9:00 pm. Cena y fiesta
En una sala adyacente se ha organizado una comida para las jugadoras. Posteriormente nos dirigimos al palco. Ya ha comenzado el partido entre Francia y Brasil, pero todavía no ha habido ningún gol. En el descanso voy a la zona VIP y me alegro de poder ver caras conocidas y de recibir numerosas felicitaciones.
Una vez finalizado el partido sin goles, disfrutamos del broche de oro del acto en el estadio. Los fuegos artificiales ponen punto y final a este evento inolvidable. De vuelta en el hotel, la FIFA se despide oficialmente de nosotras. Nuestras entrenadoras nos vuelven a agradecer nuestra entrega y nos felicitan por la victoria.

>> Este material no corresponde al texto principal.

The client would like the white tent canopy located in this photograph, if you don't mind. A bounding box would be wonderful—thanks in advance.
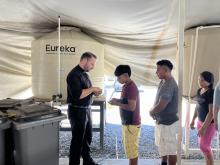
[0,0,220,98]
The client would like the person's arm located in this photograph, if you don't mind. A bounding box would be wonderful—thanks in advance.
[198,90,214,136]
[198,104,213,136]
[190,109,198,129]
[67,75,102,99]
[80,87,102,99]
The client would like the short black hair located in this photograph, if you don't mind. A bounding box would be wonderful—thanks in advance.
[80,52,97,61]
[200,71,214,89]
[115,65,131,77]
[157,60,173,70]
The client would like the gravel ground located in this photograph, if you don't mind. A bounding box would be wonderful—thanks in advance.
[60,124,216,159]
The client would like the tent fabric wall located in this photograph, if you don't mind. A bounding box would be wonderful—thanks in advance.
[183,27,220,97]
[0,0,220,98]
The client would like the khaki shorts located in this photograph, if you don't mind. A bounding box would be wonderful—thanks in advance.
[122,125,141,159]
[155,121,179,156]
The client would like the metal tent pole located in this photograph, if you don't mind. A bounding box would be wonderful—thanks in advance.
[177,0,185,165]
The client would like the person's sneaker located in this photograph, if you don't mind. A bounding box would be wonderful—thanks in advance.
[83,159,99,165]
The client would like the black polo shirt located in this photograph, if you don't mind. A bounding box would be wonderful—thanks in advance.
[196,89,214,123]
[66,65,92,106]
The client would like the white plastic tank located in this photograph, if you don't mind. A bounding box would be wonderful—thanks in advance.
[31,27,104,100]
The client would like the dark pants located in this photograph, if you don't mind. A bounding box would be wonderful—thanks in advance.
[68,106,92,165]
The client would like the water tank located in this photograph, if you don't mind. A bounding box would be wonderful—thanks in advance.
[31,27,104,99]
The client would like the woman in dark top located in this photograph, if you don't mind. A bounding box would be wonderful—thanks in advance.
[190,71,216,165]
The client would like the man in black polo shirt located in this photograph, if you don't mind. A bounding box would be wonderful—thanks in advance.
[66,52,102,165]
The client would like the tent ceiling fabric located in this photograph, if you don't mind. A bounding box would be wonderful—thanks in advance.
[0,0,220,98]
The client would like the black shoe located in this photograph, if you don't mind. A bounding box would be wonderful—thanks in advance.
[83,159,99,165]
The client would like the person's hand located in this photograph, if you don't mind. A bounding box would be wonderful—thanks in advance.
[198,127,205,136]
[108,98,119,105]
[190,121,195,129]
[92,87,102,96]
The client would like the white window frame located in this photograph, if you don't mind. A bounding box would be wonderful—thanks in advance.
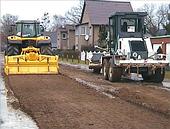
[80,26,86,35]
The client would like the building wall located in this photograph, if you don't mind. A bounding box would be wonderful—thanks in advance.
[82,4,90,23]
[93,26,99,45]
[68,30,75,49]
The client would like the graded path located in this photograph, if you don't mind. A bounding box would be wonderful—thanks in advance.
[5,70,170,129]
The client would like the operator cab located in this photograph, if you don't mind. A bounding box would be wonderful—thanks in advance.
[16,20,43,37]
[109,12,148,59]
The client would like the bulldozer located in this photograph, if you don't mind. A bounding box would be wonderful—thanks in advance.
[4,20,59,75]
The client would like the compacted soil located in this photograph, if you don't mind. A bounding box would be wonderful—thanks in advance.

Todas estamos muy satisfechas y disfrutamos del éxito. No queremos perdernos ningún momento. La mayoría de nosotras y algunas de las jugadoras alemanas nos reunimos en el bar del hotel para hablar acerca de la experiencia. Estamos orgullosas. Fue, sin duda, una experiencia inolvidable y una extraordinaria ocasión de conocer gente y disputar un partido con las mejores jugadoras del mundo.
Viernes, 21 de mayo de 2004
Reflexiones
Los días más emocionantes de mi vida en términos futbolísticos han llegado a su fin. Conservo impresiones preciosas e inolvidables, recuerdos y emociones. Vuelvo al aeropuerto. Me hubiese gustado volar directamente a Palermo. Nuestra selección se enfrentará allí a Italia el sábado en un partido correspondiente a la fase clasificatoria para el Campeonato Femenino de la UEFA, pero no recibí la autorización, dado que llegaría un día después que el resto de mis compañeras de la selección. Es una pena, porque me hubiese llevado todo este ímpetu y la experiencia vivida. Así las cosas, vuelvo a la vida normal de la pequeña Suiza futbolística como desconocida jugadora de su selección femenina. Eso sí, mucho más rica en recuerdos y experiencias, que nadie me podrá arrebatar. Me acordaré toda mi vida con orgullo y alegría.